Initial investigations saw the spotlight fall on the Brussels district of Molenbeek, but the discovery that the attackers has rented out three safe houses — including one in the Schaerbeek district of Brussels — for up to a year before the attacks is a sign of the sheer spread of the terror network.
The Belgian prosecutor's office said Wednesday that the Paris attackers had discovered DNA traces and other evidence of the attackers in all three locations.
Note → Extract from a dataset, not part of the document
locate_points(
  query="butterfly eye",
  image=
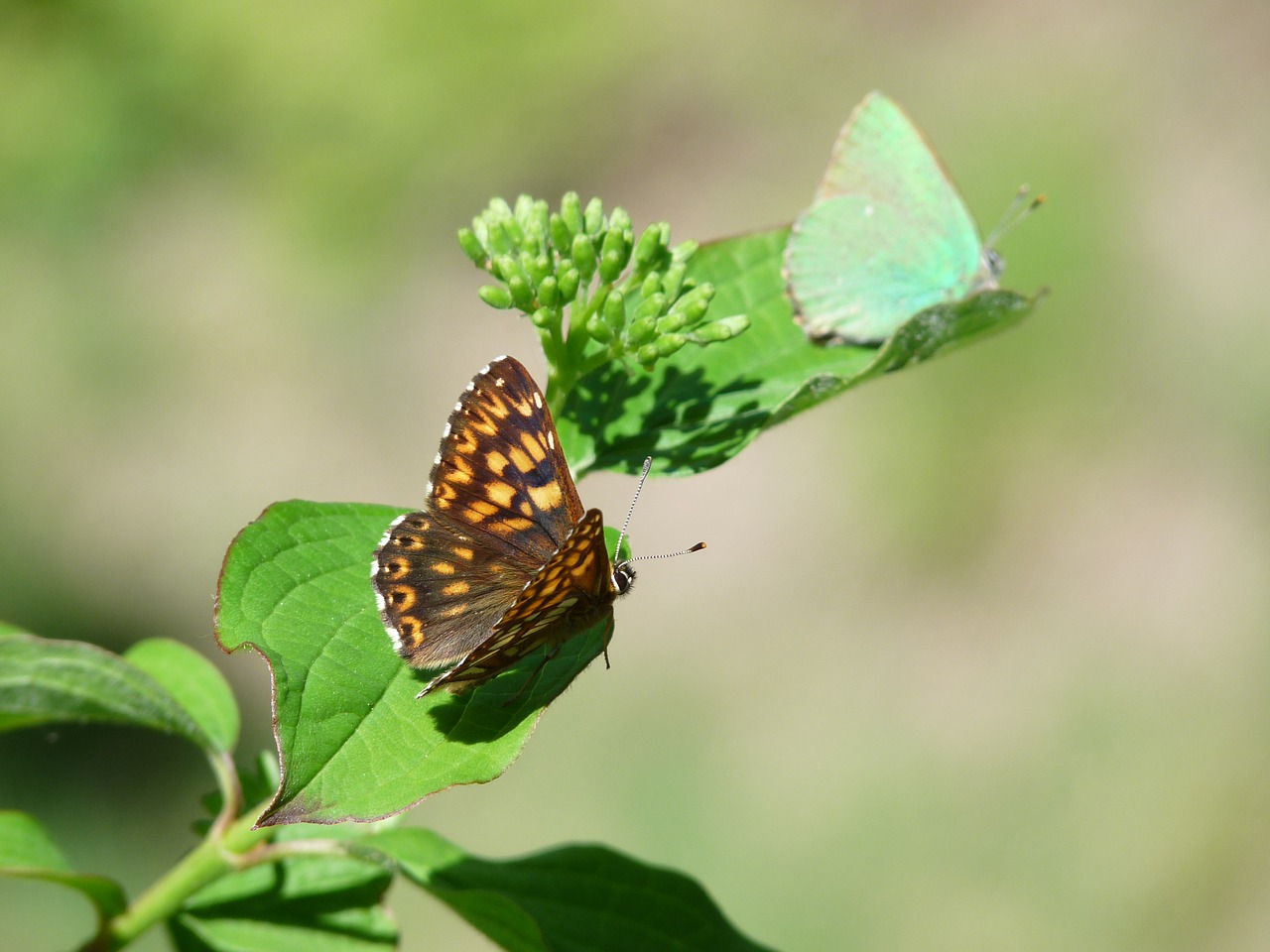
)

Investigators found DNA traces of one of the attackers, Bilal Hadfi, who blew himself up in Paris on November 13.
In the apartment in Charleroi, officers found mattresses and fingerprints of both Hadfi and Abdelhamid Abaaoud, who was killed after a siege in St Denis, near Paris, on November 18.
Explosive Traces
In the house in Auvelais, the fake identity used to rent the property was that of a person picked up in Budapest on September 9 by key suspect Salah Abdeslam, who is now the subject of an international manhunt.
Prosecutors said that one of Abdeslam's fingerprints and traces of explosives were discovered during a search in December of an apartment in the Brussels suburb of Schaerbeek.
Investigators have also established that the Seat Leon car used in the Paris attacks stopped near the suspected safe houses in Charleroi and Auvelais. Another vehicle, a BMW rented by a suspect, stopped near all three locations.
The discovery of the safe houses exposes further shortcomings in the intelligence services within Europe. It emerged this week that Abaaoud was able to cross from Europe by ferry and meet jihadists in the UK, despite having an international arrest warrant out on him. He was also able to travel between Europe and Syria on several occasions without being identified.